A number of previous systems for spinal cord stimulation (e.g., at the dorsal root ganglion) and/or other deep tissue stimulation require surgical implantation of electrodes and/or other devices for delivering the therapy. These therapies necessarily incur the cost and medical risks associated with invasive surgical procedures, and they may restrict the mobility of the patient, both in terms of the surgical procedure itself and, in some cases, in the post-operative activities an ambulatory patient may wish to engage in while in his or her home environment.
Moreover, many previous stimulation systems require complex engagement systems to operatively attach a lead with a stimulator. These systems often require separate tools to operatively attach the lead with the stimulator, require more than one person to accomplish, or are difficult to operatively attach. Often a connector is utilized to operatively attach the lead with the stimulator. These connectors are often uncomfortable for the patient to wear, require significant dexterity from the clinician to attach and/or require additional tools to attach.
U.S. Pat. Nos. 6,845,271 and 8,249,713 describe methods of treating shoulder dysfunction by way of percutaneous, electrical stimulation. Specific, asynchronous stimulation profiles are delivered via a plurality of spiral or helix wire electrodes with terminal barbs inserted into the targeted muscles. The electrodes may be inserted by a hypodermic needle or surgical procedure.
U.S. Pat. No. 7,376,467 discloses a neuromuscular stimulation assembly including a steerable introducer defining an interior lumen that shields the electrode from contact with tissue during insertion. Electrodes suitable for this assembly may be transcutaneous or percutaneous. The assembly includes a carrier, adhesively held to the patient, having an electronics pod for generating the desired electrical current patterns and an optional power input bay to enable changing the batteries for the assembly. Electrical connections between the electrodes and the power source are established via troughs that are integrally formed on the pod.

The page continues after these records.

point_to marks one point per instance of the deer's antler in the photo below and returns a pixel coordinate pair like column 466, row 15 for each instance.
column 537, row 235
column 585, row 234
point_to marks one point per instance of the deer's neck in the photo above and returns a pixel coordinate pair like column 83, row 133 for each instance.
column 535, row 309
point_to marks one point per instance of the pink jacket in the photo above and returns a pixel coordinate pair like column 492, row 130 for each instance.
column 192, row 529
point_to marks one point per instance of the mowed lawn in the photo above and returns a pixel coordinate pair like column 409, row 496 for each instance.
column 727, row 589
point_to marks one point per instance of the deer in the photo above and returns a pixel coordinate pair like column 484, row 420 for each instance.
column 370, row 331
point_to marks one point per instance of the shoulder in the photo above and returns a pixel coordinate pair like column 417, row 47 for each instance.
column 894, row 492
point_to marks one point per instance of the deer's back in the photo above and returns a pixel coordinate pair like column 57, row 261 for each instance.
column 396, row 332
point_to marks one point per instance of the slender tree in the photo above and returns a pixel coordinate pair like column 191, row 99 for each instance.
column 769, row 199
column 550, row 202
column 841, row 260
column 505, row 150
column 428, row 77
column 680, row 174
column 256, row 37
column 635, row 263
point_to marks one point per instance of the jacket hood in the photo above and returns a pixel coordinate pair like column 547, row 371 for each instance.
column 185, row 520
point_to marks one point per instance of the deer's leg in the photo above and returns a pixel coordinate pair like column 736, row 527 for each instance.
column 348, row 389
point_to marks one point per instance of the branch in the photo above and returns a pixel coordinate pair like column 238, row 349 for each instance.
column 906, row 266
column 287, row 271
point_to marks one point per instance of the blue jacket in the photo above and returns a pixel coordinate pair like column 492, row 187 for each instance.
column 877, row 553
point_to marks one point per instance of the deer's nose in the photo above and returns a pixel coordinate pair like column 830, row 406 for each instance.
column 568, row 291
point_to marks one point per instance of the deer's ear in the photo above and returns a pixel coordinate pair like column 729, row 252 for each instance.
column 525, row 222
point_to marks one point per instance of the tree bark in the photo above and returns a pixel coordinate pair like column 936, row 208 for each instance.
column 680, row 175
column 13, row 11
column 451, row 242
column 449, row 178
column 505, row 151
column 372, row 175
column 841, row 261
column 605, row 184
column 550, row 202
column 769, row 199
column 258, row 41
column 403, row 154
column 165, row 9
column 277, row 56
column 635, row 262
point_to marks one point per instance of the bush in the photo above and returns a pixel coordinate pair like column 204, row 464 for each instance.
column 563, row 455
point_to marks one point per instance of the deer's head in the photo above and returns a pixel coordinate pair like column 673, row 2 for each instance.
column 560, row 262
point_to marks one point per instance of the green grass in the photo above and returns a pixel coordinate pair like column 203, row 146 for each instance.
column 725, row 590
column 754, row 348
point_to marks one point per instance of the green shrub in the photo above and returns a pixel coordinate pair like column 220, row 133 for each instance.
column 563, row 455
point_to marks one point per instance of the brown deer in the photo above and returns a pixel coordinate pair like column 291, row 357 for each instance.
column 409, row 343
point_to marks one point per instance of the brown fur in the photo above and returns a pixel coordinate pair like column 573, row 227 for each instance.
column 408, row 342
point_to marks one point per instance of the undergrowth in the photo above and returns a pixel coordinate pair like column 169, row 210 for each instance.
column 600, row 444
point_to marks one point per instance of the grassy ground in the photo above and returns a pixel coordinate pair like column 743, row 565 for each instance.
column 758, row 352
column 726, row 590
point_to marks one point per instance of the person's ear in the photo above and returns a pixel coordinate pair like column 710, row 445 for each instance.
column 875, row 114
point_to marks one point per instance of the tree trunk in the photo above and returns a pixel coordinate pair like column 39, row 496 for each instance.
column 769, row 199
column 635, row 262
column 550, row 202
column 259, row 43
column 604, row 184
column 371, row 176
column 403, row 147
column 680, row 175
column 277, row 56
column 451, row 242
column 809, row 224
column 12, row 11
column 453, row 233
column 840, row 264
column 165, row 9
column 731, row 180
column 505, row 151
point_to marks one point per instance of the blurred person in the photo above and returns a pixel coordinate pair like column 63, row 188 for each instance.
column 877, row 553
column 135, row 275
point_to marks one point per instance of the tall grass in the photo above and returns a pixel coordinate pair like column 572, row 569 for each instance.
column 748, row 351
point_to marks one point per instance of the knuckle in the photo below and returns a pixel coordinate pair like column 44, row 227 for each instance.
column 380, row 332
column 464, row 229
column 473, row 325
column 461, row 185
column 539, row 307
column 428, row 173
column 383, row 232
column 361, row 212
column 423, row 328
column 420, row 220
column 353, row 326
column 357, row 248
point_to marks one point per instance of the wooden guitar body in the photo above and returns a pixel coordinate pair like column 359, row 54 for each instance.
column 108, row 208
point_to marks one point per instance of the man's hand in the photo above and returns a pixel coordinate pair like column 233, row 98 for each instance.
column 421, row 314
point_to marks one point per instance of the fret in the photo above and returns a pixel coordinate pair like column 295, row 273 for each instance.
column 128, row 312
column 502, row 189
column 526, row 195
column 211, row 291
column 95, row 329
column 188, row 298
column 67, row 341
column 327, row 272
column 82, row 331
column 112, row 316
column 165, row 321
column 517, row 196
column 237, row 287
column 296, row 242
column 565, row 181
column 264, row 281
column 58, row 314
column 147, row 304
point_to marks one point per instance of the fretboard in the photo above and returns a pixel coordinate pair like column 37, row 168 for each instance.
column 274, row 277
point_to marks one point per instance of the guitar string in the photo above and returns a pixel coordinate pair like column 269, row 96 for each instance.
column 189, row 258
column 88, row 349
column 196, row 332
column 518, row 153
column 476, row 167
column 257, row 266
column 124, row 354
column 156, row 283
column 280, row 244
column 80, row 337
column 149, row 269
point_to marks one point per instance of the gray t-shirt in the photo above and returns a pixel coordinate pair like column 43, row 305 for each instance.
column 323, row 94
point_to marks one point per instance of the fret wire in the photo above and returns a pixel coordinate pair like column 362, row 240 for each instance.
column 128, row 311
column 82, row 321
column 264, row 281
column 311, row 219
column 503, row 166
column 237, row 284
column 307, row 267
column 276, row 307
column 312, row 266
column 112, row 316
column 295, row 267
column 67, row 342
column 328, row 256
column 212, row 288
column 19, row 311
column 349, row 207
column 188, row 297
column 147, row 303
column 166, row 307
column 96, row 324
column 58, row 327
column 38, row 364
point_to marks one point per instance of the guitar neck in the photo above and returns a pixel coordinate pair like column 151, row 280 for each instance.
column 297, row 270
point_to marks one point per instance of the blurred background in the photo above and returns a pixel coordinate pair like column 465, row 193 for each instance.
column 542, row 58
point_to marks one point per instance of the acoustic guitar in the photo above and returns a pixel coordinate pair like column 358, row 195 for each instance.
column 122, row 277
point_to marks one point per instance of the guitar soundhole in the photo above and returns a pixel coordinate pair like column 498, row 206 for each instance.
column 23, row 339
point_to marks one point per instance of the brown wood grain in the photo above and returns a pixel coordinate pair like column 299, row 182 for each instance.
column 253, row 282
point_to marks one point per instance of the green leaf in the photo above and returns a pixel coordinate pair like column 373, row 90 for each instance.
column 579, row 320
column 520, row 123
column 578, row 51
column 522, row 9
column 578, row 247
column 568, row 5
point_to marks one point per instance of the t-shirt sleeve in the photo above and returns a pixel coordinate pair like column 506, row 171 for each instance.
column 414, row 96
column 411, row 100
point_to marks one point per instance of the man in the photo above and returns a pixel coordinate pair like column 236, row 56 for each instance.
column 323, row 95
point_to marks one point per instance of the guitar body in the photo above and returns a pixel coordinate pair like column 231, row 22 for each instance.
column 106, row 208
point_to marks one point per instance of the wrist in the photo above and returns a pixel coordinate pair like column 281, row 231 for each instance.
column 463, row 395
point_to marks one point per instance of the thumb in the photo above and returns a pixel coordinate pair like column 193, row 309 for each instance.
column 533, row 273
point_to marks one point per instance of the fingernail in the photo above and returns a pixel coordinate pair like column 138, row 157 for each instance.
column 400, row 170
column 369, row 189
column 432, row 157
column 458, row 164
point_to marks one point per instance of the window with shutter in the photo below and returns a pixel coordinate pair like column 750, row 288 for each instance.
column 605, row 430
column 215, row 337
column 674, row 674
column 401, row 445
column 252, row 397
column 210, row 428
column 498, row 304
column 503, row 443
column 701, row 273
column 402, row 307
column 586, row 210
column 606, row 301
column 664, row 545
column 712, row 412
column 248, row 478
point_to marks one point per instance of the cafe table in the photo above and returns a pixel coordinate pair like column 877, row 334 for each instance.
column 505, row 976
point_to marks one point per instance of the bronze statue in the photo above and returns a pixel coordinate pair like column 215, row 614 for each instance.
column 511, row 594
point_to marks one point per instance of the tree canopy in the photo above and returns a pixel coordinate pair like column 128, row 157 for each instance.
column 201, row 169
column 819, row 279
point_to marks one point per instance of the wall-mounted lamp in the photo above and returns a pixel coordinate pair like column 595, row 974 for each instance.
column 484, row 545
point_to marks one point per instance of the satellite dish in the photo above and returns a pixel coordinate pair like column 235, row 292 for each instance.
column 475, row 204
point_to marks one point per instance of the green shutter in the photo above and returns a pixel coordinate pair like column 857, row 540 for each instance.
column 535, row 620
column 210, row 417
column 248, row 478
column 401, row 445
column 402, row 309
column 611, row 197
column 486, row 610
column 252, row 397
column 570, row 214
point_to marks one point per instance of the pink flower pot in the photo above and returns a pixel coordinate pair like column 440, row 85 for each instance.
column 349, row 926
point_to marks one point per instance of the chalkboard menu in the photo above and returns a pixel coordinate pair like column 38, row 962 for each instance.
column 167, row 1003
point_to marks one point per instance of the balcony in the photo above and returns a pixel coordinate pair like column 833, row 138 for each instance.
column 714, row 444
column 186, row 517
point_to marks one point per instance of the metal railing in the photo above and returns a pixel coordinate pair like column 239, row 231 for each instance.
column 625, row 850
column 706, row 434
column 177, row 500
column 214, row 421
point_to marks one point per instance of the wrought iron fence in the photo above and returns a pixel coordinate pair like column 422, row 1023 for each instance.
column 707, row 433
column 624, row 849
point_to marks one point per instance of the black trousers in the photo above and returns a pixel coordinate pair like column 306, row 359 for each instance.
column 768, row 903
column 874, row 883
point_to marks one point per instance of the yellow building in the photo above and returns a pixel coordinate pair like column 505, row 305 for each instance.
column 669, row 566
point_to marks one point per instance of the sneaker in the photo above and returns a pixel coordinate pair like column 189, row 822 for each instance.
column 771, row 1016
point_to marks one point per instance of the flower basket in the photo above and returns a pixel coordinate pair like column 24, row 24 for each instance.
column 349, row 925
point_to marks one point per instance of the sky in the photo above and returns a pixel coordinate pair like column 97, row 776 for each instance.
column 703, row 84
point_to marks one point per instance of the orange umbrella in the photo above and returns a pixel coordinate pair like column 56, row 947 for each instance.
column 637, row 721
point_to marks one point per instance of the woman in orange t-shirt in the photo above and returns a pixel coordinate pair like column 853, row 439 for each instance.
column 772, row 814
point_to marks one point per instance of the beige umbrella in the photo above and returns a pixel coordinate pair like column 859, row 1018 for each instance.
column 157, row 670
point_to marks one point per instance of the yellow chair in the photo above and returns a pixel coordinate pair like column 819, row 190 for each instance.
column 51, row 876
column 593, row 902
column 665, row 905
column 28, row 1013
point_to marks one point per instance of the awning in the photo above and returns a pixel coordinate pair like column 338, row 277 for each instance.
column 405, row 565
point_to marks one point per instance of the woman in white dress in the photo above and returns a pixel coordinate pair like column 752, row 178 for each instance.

U.S. Pat. No. 8,463,383 contemplates neurostimulation assemblies for short-term therapy or diagnostic testing via a fine wire electrode. The assembly includes a carrier and an optionally removable electronics pod associated with that carrier. The pod generates the stimulating pulses and includes user interface components. A power source and optional memory unit are contained within the assembly and, more specifically, possibly within the return electrode itself.
U.S. Pat. Nos. 8,626,302 and 8,954,153 and United States Patent Publication 2013/0238066 disclose methods of alleviating pain via percutaneous and/or peripheral nerve electrical stimulation. As with other methods noted above, a hypodermic needle and lumen combination may deliver the lead. Various stimulation parameters are disclosed therein.
U.S. Pat. No. 8,700,177 describes a system and method involving the use of an adhesive patch with a mounting structure directly mated to an electrical stimulation device. A percutaneous electrode is electrically coupled to the stimulation device. The device has a low profile and may be controlled wirelessly or by way of a plugged connection. A rechargeable battery powers the device, which may be inductively charged.